Temperatures may again exceed 30 degrees on Friday, as the heatwave continues to bring hot and sunny conditions.
A status yellow temperature warning for the entire country comes into effect at midday and will remain in place until Sunday, with hot, dry and sunny days forecast for the weekend.
Met Éireann said highest temperatures will generally be between 25 and 30 degrees on Friday, with the possibility of reaching low 30s in a few inland spots around Leinster and Munster.
Meanwhile, coastal areas will not be as warm with sea breezes developing in the afternoon, and light winds appearing elsewhere.
Temperatures will increase further on Saturday, with highs of between 26 and 31 degrees forecast, but with the mercury potentially rising higher than that in a few parts of Leinster and Munster.
There is a chance of an isolated shower developing, the national forecaster said.
It will remain hot for the rest of the weekend, but temperatures will begin to fall back to more seasonal highs early next week.
There will be scattered showers on Sunday which will mark the start of more changeable conditions for the week ahead.
Irish Water said there are currently 24 supplies affected by shortages and the utility has implemented a range of measures such as tankering or night-time restrictions to protect supplies.
In addition, there are approximately 60 supplies around the country that are being closely monitored by Irish Water to ensure that normal supply is maintained for the rest of the summer and into autumn.
The National Parks and Wildlife Service (NPWS) has appealed to members of the public to be conscious of the risks posed by fire, adding that recent similar hot weather conditions resulted in “increased fire activity associated with public recreation activities”.
Malcolm Noonan, Minister of State for Heritage, said: “Don’t light fires or barbecues, keep access roads clear for emergency vehicles and if you’re camping, let someone know where you’ll be.”
Meanwhile, new research from the Irish Cancer Society found one third of people underestimate the threat posed by the Irish sun and are “not at all worried” about sunburn in Ireland.
The survey, conducted by Core Research on behalf of the charity, also found that while just a third would apply sun cream regularly, nearly one in seven would never apply sun cream when in Ireland.

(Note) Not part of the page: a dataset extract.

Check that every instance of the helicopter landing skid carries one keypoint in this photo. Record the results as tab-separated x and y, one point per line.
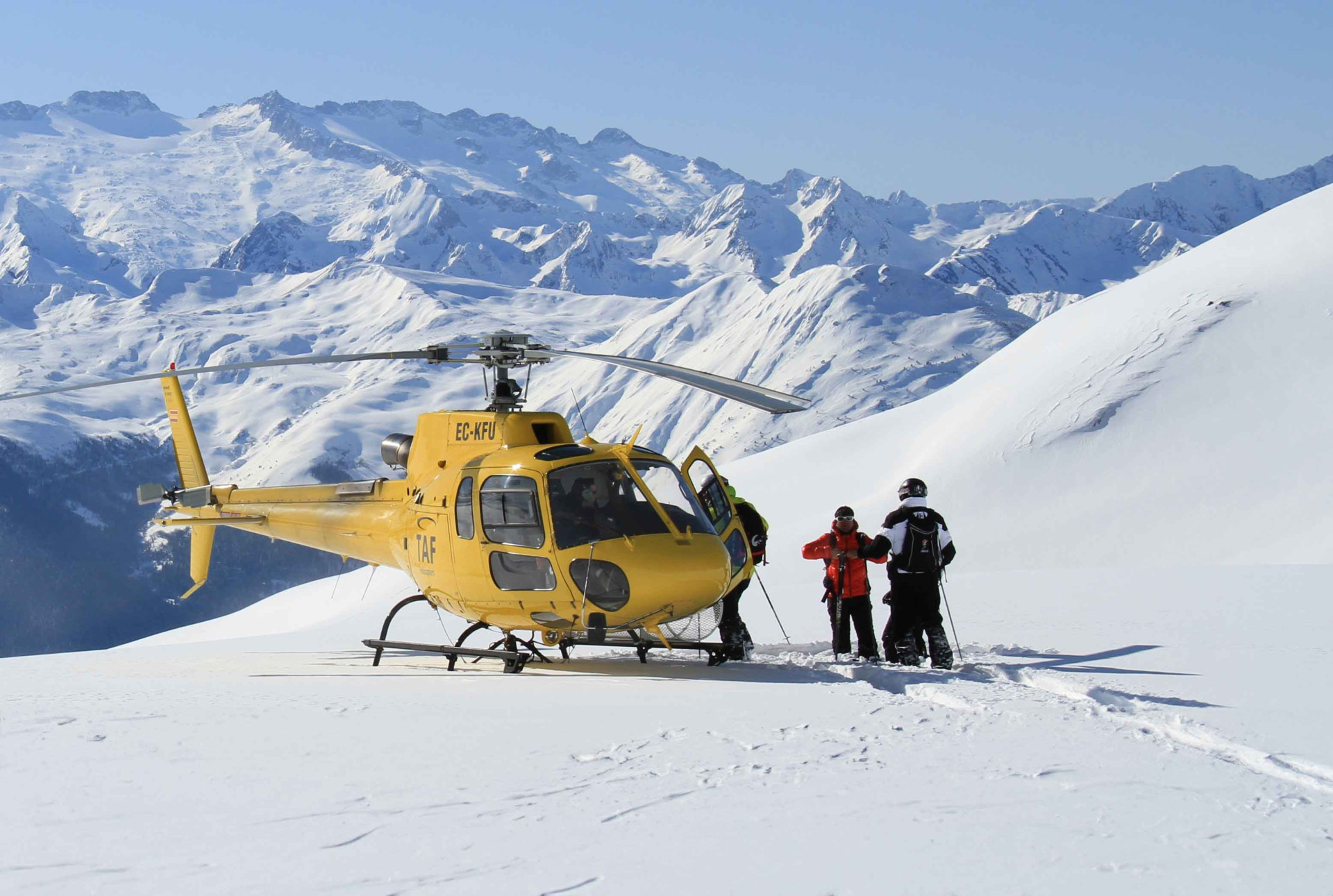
514	660
717	652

This rises to one in five among men.
Kevin O’Hagan, cancer prevention manager with the Irish Cancer Society, said sun safety is “vital”.
“Even on cloudy days in Ireland, UV rays can damage skin cells. Taking steps like applying sunscreen, covering up by wearing a hat and sunglasses and seeking shade can reduce your risk of skin cancer,” he said.
“Knowing your local UV index is also important, as when the UV index is higher than 3, you need to protect your skin.”